One of its first events was a pop-up with Sterner's Stems, another Allentown-based business that specializes in rare plants, botanical art and succulent design. Since then, the brewery has hosted similar events with the likes of Sugar Mere bakery (specializing in custom sugar cookies) and bigger pop-up markets featuring Bethlehem’s Steel City Plant Co., Handcrafted with Love (specializing in handmade, personalized crafts) and more.
“The more you get to know the people behind the businesses, the more you just want to help them and support them,” DeCeia said.
Naturally, the collaborations extended to food trucks that are on-site to serve hungry customers on days Sherman Street’s kitchen is closed. A particular focus for DeCeia has been to bring in several women-owned businesses such as Red Ticket Café and Queen V Wraps, which rotate weeknight slots and are an arm’s length away for anyone hanging out in Sherman Street’s beer garden wanting a bite to eat.
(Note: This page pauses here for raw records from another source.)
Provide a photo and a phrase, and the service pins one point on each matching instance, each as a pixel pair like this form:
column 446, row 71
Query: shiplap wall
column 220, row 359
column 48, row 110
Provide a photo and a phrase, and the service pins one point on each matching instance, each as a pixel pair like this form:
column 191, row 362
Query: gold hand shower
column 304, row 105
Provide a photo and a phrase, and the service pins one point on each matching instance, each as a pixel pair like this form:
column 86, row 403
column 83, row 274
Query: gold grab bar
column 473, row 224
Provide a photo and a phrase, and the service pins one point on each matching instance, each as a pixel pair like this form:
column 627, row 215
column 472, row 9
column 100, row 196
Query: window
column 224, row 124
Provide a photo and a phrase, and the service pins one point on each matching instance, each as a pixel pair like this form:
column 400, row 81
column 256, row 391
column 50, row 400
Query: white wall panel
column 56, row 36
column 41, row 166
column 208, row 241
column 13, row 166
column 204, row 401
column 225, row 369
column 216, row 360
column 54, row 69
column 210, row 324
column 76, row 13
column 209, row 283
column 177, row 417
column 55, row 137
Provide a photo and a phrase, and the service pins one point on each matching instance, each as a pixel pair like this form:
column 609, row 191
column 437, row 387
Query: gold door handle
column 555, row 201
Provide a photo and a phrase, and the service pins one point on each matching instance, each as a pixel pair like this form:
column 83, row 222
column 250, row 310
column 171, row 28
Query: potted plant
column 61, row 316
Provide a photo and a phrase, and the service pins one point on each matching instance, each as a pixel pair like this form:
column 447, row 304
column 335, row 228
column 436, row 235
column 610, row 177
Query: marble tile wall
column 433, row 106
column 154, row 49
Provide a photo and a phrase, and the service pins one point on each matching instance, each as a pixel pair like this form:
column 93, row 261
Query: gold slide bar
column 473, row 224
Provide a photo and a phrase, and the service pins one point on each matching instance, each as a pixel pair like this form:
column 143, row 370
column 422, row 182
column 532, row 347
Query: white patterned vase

DeCeia said the ‘it takes a village’ approach has benefited everyone, and collectively these entrepreneurs care about much more than the bottom line.
“We all have like a limited scope of … our base and how to get our name out there," she said. "And I think, you know, I've always said we’re all in this together, and even if it's just helping each other out, then we need it. I think it's really important.”